In the Broadway show “Les Miserables” Fantine sings a sad song…it is a lament for her lost youth, lost beauty, and lost innocence she sings. I had a dream that life would be so different than the hell I am living. So different now than what it seemed now life has killed the dream I dreamed. What causes such despair? Have you ever felt like that? Would the words of this song describe you? I think they would describe the woman in our gospel today. I think she could easily sing this song.
Our gospel today is full of strange and wonderful things. First, Jesus is acting very strange. Look where he goes, to Schechem, a Samaritan town. This would be like a modern day Rabbi going to Gaza (Palestinians). The Samaritans and the Jews stayed away from each other. Jesus stops by a well there and sends his disciples away. It would seem he is setting the whole thing up. A lone woman comes to draw water, a woman whose name we never know.
By her coming alone at noon to the well, we learn everything we need to know about her. First, she is alone and it is noon. Women always went to the well in a group. It was unheard of for a woman to be alone. Secondly, they would always go early in the morning, or in the evening, never at mid-day, the sun was too hot. So, we can tell that this woman is an outcast. The respectable woman of the town would not want to be seen with her. Jesus asks the woman for a drink, by doing so he is breaking the law.
It was not acceptable for a man to speak to a woman alone. He would also become ritually impure by drinking from her cup. Even the woman asks how a Jew can ask a Samaritan for water. Jesus responds, if you knew the gift of God and Who it is that is saying to you give Me a drink. You would have asked Him and He would have given you living water. The story of living water is a drama about faith. And we see how an individual and a community come to believe in Christ. As always, the Lord takes the initiative.
He speaks and a woman begins to sip living water. Without knowing it, yes, the pieces of her life start to fit. She knows only that the Messiah is coming and Jesus tells her. I who speak to you am He, He even uses of Himself the title of Divinity…I am. Still not sure who Jesus is, the woman rushes from the well to the city crying breathlessly to all she meets. Come see a man who told me all that I ever did, can this be the Christ? Not certainty, but a touch of hope, can this be Christ?
And the drama of belief expands, someone who knows everything this much married woman ever did, this they have to see. They rush out to see the Prodigy for themselves. Once they see Him, they ask Him to stay for two days. Many of the Samaritans have already believed in Him on the woman’s witness. Many more believe because of His word. They say, we have heard for ourselves and we know, that this indeed is the Savior of the World.
What does this beautiful story say to us? Does it occur to you that it is not only Samaritans who should recognize Jesus and ask Him for living water? Every man and woman must, you and I must. Oh yes, you have already tasted it. Otherwise, you would not be here. You have been touched by God’s word, and the Holy Spirit lives in you. So many things claim our attention. From sports, health, work, all good in themselves. But so often, Christ takes a back seat.

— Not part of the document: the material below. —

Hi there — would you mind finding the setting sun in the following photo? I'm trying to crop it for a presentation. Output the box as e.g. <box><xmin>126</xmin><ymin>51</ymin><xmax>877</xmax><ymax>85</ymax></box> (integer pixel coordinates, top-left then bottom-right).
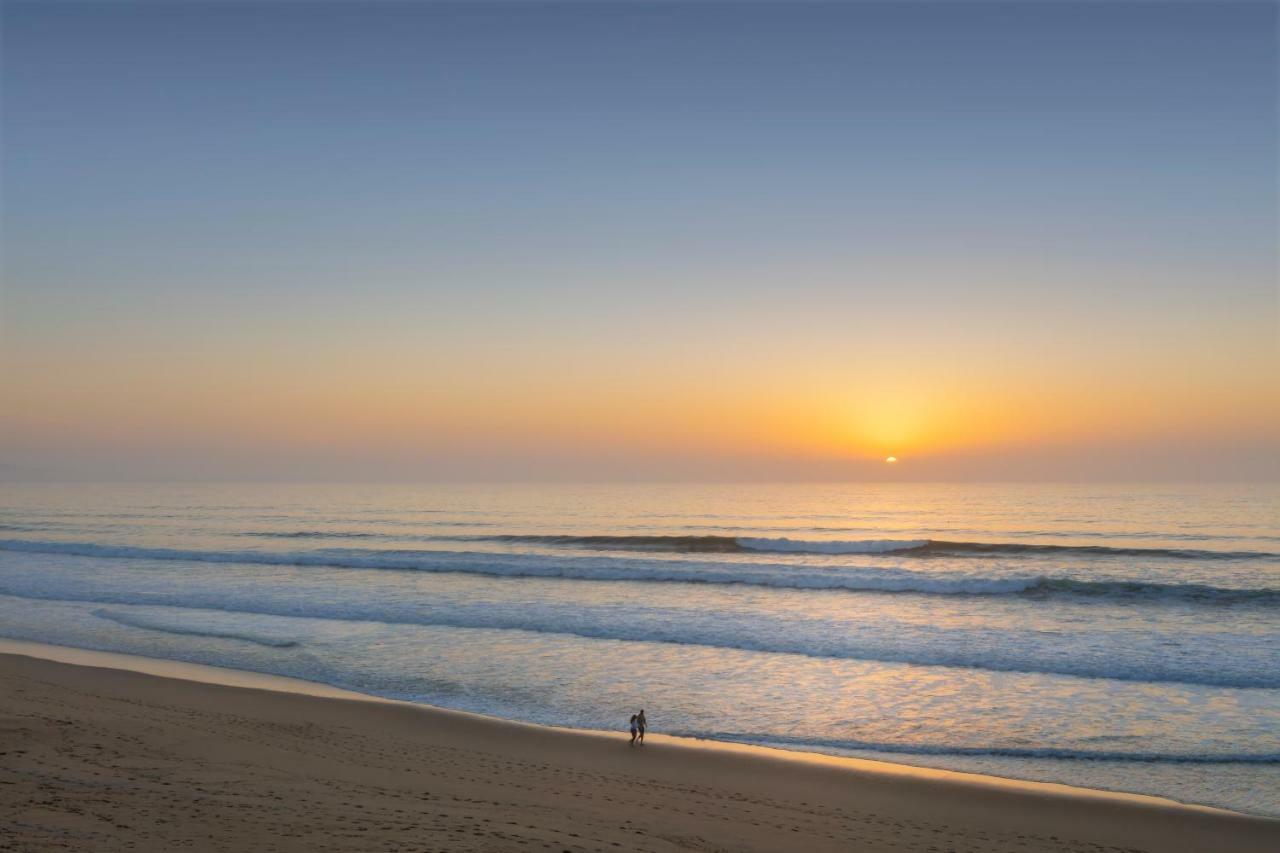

We only think about Him on Sunday or during a crisis. Somehow, the Christ who mesmerized the woman at the well must grab us, turn us on. It is not a matter of academic knowledge. You must know Him, not only about Him. But really know Him as you know your closest friend. The Samaritan woman did not hide her living water. Like a bottle of Perrier in the fridge. She left her water jar, jetted back to the town. Grabbed everyone and said, come and see.
This amazing man, could he be the one we have been waiting for? She became an apostle, she brought the message of Jesus to the people. She knew she shared with them her own experience of Him. She urged them to go see for themselves. They went, they brought Him back with them, they spent two days in His company. They heard the word from His very lips and many believed because of her. That fallen woman who became an apostle because she spent time with the Lord. And all the pieces of her life came together.
I suspect that what impelled the Samaritans’ rush to the well was not simply the woman’s confession He told me all that I ever did. It was the fact that she had changed, something had happened to her. This woman with five husbands had all the excitement. All the glow, of someone who has fallen in love for the first time. My friends, when you ask for living water you are taking a great risk. You are asking God to change you, to transform you in the image of His Christ.
To redirect you tomorrow onto roads you cannot map, or even control. And there is great risk, because it means we start to change. But we might feel we are beyond our depth. In one of Graham Green’s novels, there is a dialogue between an American professor and a Trappist monk. The professor asks the monk, “Father, why did you become a Trappist? The life is so hard, there are so many easier ways of following the Lord.” And the monk replies, “I think you know, professor, that when one has to jump. It is so much safer to jump into deep water, so much safer to jump into deep water.”